Otitis externa is an acute or chronic inflammation of the epithelium of the external ear canal. It may develop anywhere from the tympanic membrane to the pinna. It is variably characterized by erythema, edema, increased sebum or exudate, and desquamation of the epithelium. The ear canal may be painful or pruritic depending on the cause or duration of the condition. It is the most common disease of the ear canal in dogs and cats, is occasionally seen in rabbits (in which it is usually due to the mite Psoroptes cuniculi), and is uncommon in large animals. Internal and external factors may directly induce inflammation and pruritus in the ear canal. Identifying these factors is key to successful management.

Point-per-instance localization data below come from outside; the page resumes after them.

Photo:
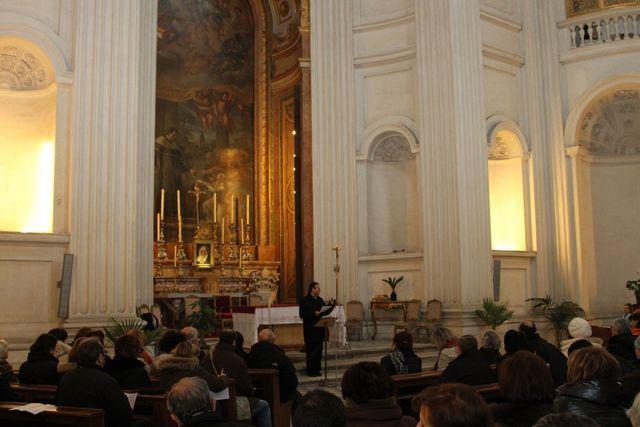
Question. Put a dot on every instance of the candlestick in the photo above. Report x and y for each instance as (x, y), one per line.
(162, 204)
(215, 207)
(248, 203)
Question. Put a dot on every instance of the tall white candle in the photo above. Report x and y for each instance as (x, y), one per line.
(215, 207)
(248, 203)
(162, 204)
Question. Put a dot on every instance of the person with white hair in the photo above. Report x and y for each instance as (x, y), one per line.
(190, 404)
(579, 329)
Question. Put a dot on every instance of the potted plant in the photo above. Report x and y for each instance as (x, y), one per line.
(393, 282)
(634, 286)
(203, 319)
(494, 313)
(559, 314)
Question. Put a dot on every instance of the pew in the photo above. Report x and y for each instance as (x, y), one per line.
(66, 416)
(152, 407)
(267, 385)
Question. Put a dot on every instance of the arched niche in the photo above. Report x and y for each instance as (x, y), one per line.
(509, 195)
(392, 202)
(28, 105)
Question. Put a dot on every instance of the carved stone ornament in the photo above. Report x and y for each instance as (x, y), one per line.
(499, 149)
(393, 148)
(20, 70)
(610, 125)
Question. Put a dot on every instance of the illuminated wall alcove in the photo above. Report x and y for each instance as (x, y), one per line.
(509, 195)
(27, 138)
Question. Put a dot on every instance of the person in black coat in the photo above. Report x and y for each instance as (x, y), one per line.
(621, 343)
(266, 355)
(469, 367)
(311, 311)
(125, 366)
(41, 366)
(547, 351)
(592, 388)
(402, 359)
(87, 386)
(191, 405)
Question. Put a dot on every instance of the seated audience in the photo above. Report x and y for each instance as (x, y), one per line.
(266, 355)
(621, 343)
(183, 362)
(469, 367)
(87, 386)
(634, 412)
(167, 342)
(41, 365)
(62, 348)
(319, 408)
(223, 358)
(402, 359)
(634, 326)
(565, 420)
(191, 405)
(490, 347)
(592, 389)
(527, 385)
(547, 351)
(452, 405)
(125, 366)
(447, 345)
(6, 375)
(369, 394)
(579, 329)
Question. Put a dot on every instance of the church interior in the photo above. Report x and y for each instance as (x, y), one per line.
(205, 161)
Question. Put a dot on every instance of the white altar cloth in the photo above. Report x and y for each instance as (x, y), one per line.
(247, 323)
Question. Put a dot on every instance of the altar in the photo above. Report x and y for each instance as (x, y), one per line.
(286, 323)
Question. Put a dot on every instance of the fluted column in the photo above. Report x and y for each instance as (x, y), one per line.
(112, 144)
(333, 122)
(556, 259)
(457, 251)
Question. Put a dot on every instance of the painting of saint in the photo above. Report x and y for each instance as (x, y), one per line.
(204, 104)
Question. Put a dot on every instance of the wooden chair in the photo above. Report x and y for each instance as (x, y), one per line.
(267, 385)
(433, 319)
(412, 318)
(64, 416)
(355, 318)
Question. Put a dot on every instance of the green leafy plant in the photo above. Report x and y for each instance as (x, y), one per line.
(393, 281)
(494, 313)
(558, 313)
(203, 318)
(119, 327)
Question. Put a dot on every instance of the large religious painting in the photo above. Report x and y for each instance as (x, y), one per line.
(204, 107)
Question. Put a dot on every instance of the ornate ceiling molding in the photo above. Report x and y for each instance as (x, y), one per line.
(609, 126)
(20, 70)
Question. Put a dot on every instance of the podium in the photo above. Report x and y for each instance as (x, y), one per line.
(326, 323)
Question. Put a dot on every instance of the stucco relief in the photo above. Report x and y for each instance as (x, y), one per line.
(21, 70)
(393, 148)
(610, 125)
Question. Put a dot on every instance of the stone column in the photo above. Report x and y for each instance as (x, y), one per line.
(333, 124)
(457, 250)
(544, 130)
(112, 143)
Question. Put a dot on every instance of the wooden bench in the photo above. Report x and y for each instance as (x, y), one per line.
(152, 407)
(66, 416)
(267, 385)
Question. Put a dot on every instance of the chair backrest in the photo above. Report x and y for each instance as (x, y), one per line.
(413, 310)
(355, 311)
(434, 310)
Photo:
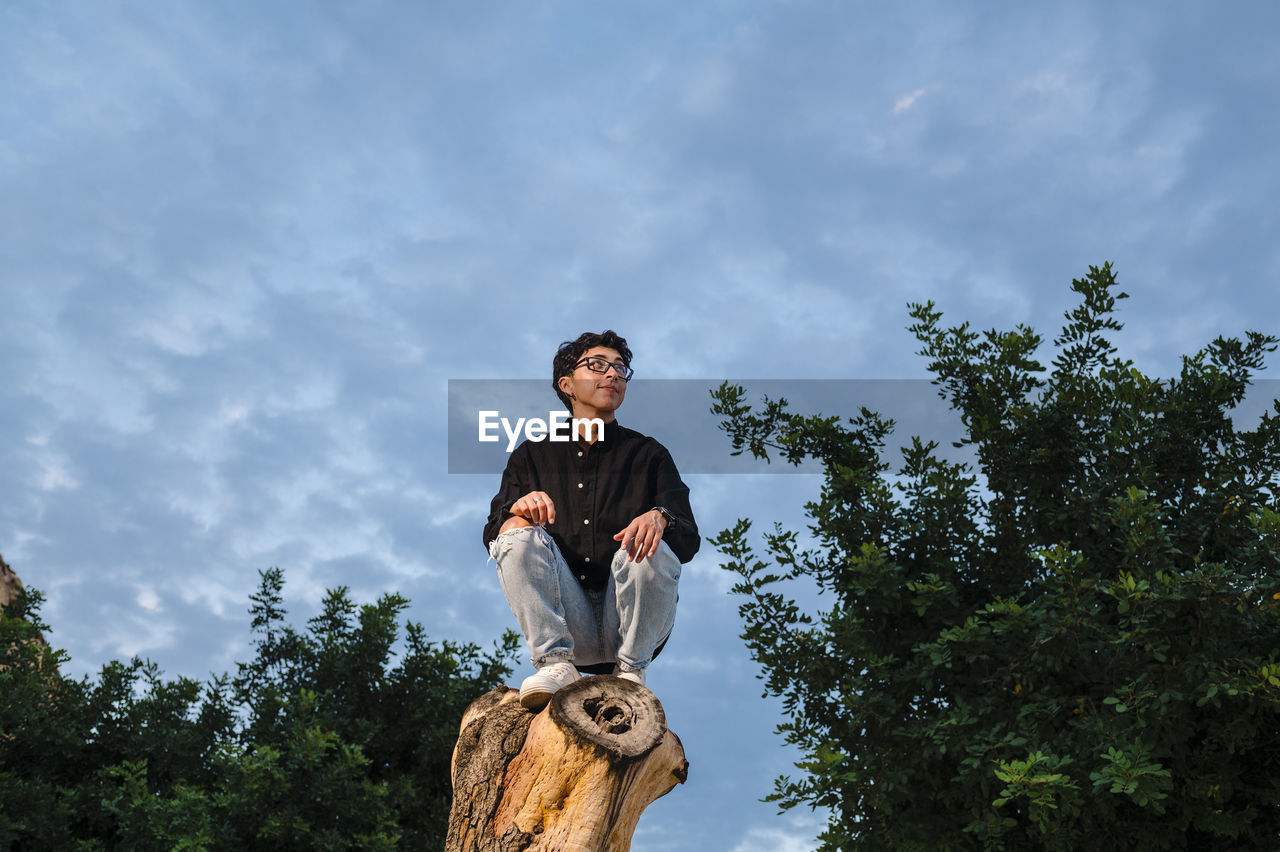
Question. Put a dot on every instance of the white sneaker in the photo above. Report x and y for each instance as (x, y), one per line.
(635, 677)
(538, 688)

The causes of otitis externa have been grouped into 4 areas. Primary factors are disease conditions that directly cause the otitis. Secondary factors, such as yeast and bacterial infections, intensify and complicate primary and perpetuating conditions. Predisposing factors are conditions that place an individual at risk of developing otitis. Perpetuating factors tend to prevent the resolution of the otitis once it develops. Often all 4 factors are involved, but each category must be identified and addressed separately. In this way a more accurate prognosis can be provided, a specific and safe therapeutic plan formulated, and the best possible outcome from treatment assured.
Primary factors include parasites (Otodectes, Psoroptes, Sarcoptes, Demodex spp), foreign bodies (grass awn, concreted wax, medications), tumors (cerumin gland adenoma, inflammatory polyps), hypersensitivity (atopic dermatitis, food sensitivity, contact dermatitis), disorders of keratinization, hypothyroidism, autoimmune diseases, juvenile cellulitis, and irritants (cleaners, plucking fur, etc).
Predisposing factors are often congenital or environmental and include conformation (pinnal carriage, narrow ear canal, excessive hair or ceruminous glands), maceration of the ear canal from overtreatment or swimmer's ear, and systemic disease. Small changes in the otic microclimate may alter the delicate balance of normal secretions and microflora and result in opportunistic infections. Any disease that affects normal responses to pathogens can predispose the ear canal to opportunistic infections.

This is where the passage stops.